In a hierarchical NHS, how can managers help create a world of equals where everyone contributes?
In her article about using the lean approach to eliminate the waste that managers never see (Lesley Wright on walking the walk), Lesley Wright left us with a key question: ‘In the hierarchical NHS, to whom will empowerment be the greatest challenge: managers or frontline staff?’
Why is there an NHS hierarchy? What is empowerment? What are the roles of managers and frontline staff?
Wherever humans gather, a pecking order will develop. One of the most useful models to explain how hierarchies are established is transactional analysis. This looks at the basic verbal and non-verbal transactions between humans.
In the transactional analysis model, individuals are made up of three psychological parts: parent, adult and child. ‘Parent’ behaviour is learned from our parents and acts to control or nurture children. Our ‘child’ responses stay with us as playful or adapted behaviours.
In a formal hierarchy of managers and the managed, ‘parent’ control is expected, and it expects an adapted (conforming) ‘child’ response. Many NHS managers enjoy a nurturing ‘parent’ role, too, so verbal and non-verbal transactions in the NHS often involve parent-child transactions.
However, NHS employees are educated adults, not children. What happens if the implicit hierarchical transaction is upset or crossed? For example, an employee in adult mode asks an open question or presents some facts at a meeting. How should the manager respond to this potential challenge to their ‘parent’ authority?

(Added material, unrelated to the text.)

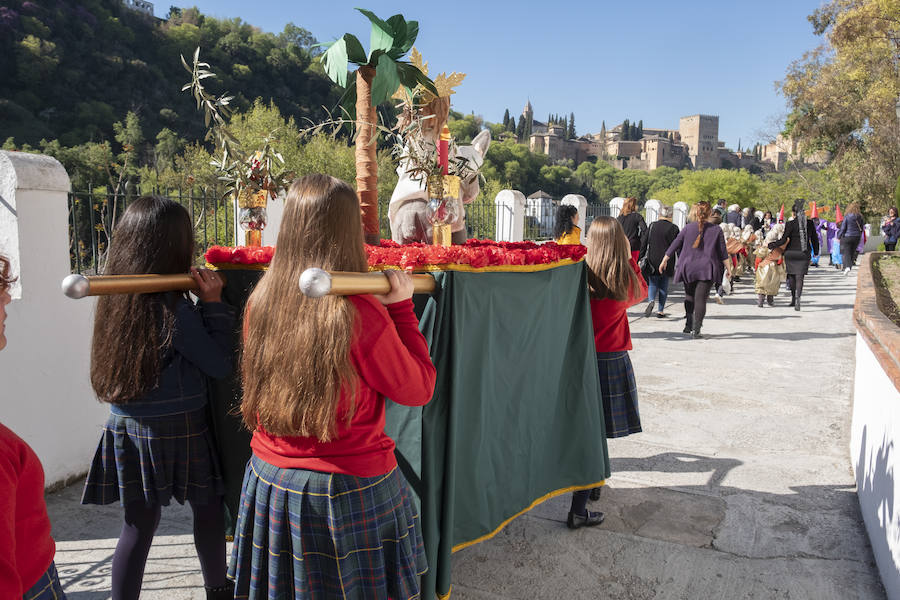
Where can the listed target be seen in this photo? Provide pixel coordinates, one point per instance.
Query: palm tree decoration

If they maintain the parent-child relationship by drawing on their implicit power in the hierarchy, conflict will result. To avoid conflict, managers have to move on (preferably up the hierarchy and often with a reputation for bullying) or learn to respond with adult behaviour in a world of equals.
How can we establish a world of equals in the NHS? How can managers become experts in their own right and add real value to their colleagues?

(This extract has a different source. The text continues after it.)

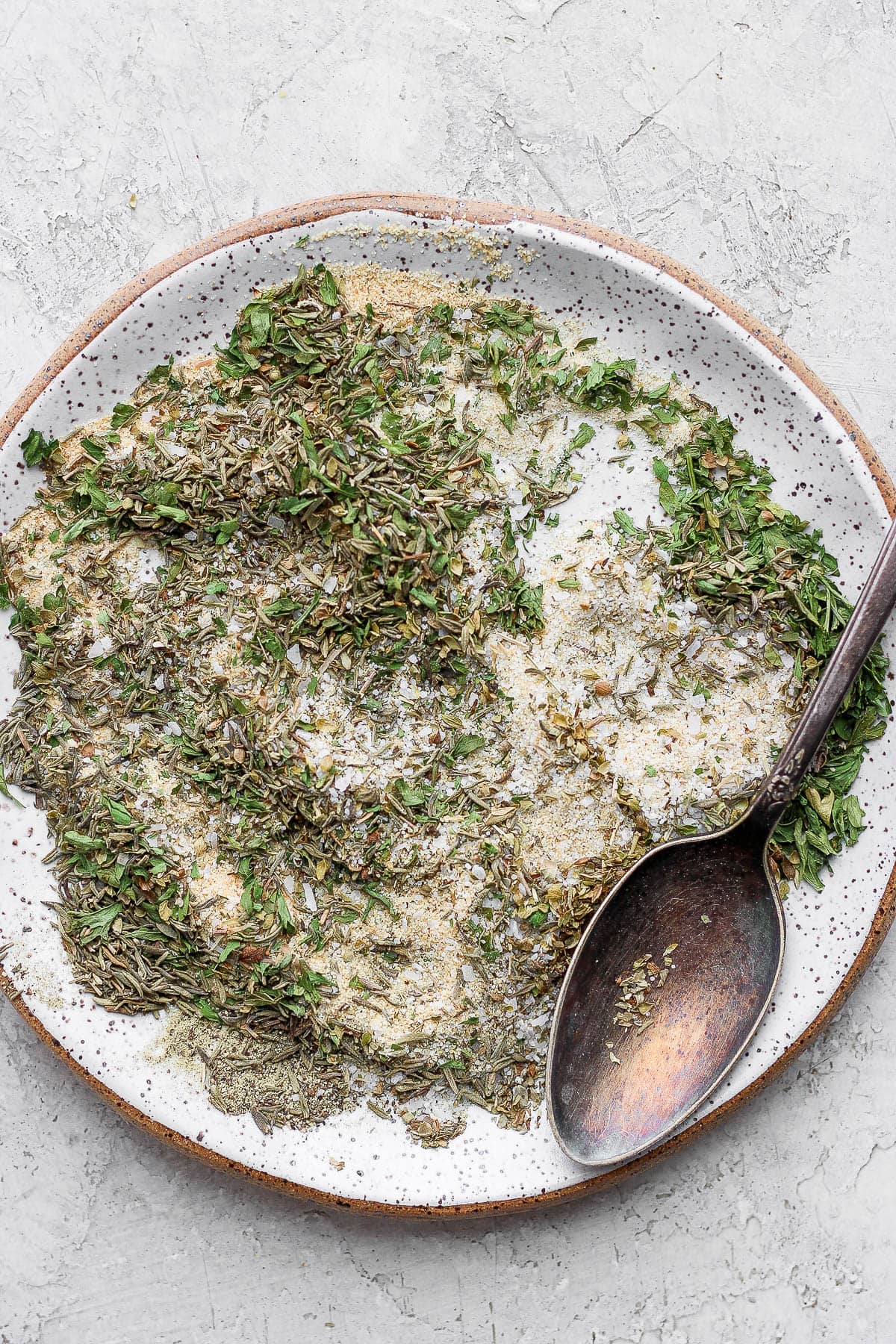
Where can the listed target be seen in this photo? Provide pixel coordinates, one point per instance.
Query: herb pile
(334, 538)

In the NHS, all frontline staff are experts on their part in the process. The issue is that they can’t see beyond their part of the process. The unfilled role in the NHS is that of a process manager - someone who makes the whole process visible, preferably beyond the boundaries of any single department or organisation. If such a person can demonstrate the waste in the process and the impact on staff and patients, why should anyone want to carry on wasting their time and resources? Empowerment is the result.

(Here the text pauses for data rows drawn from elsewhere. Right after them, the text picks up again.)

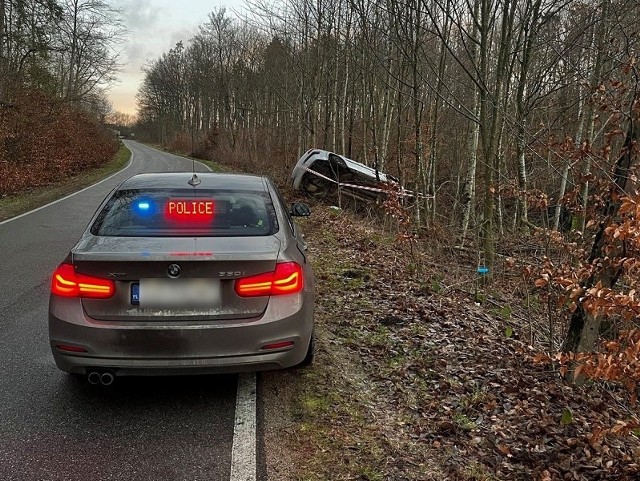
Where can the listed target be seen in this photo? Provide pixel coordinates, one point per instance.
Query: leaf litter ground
(415, 380)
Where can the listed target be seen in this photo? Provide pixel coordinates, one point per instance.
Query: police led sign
(188, 210)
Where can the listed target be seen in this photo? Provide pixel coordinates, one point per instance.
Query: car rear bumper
(171, 347)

Here is a role waiting for managers to fill - an adult role built on open questions (for example: ‘Where does this form end up?’) and facts (eight out of 10 prescriptions are incorrect when they arrive in pharmacy). For such a role to add value, adult to adult relationships have to be the norm.
Currently, managers in the NHS learn to manage people. But in a lean business culture, there is no such thing as the divine right of management. Managers should learn to manage processes and respect people.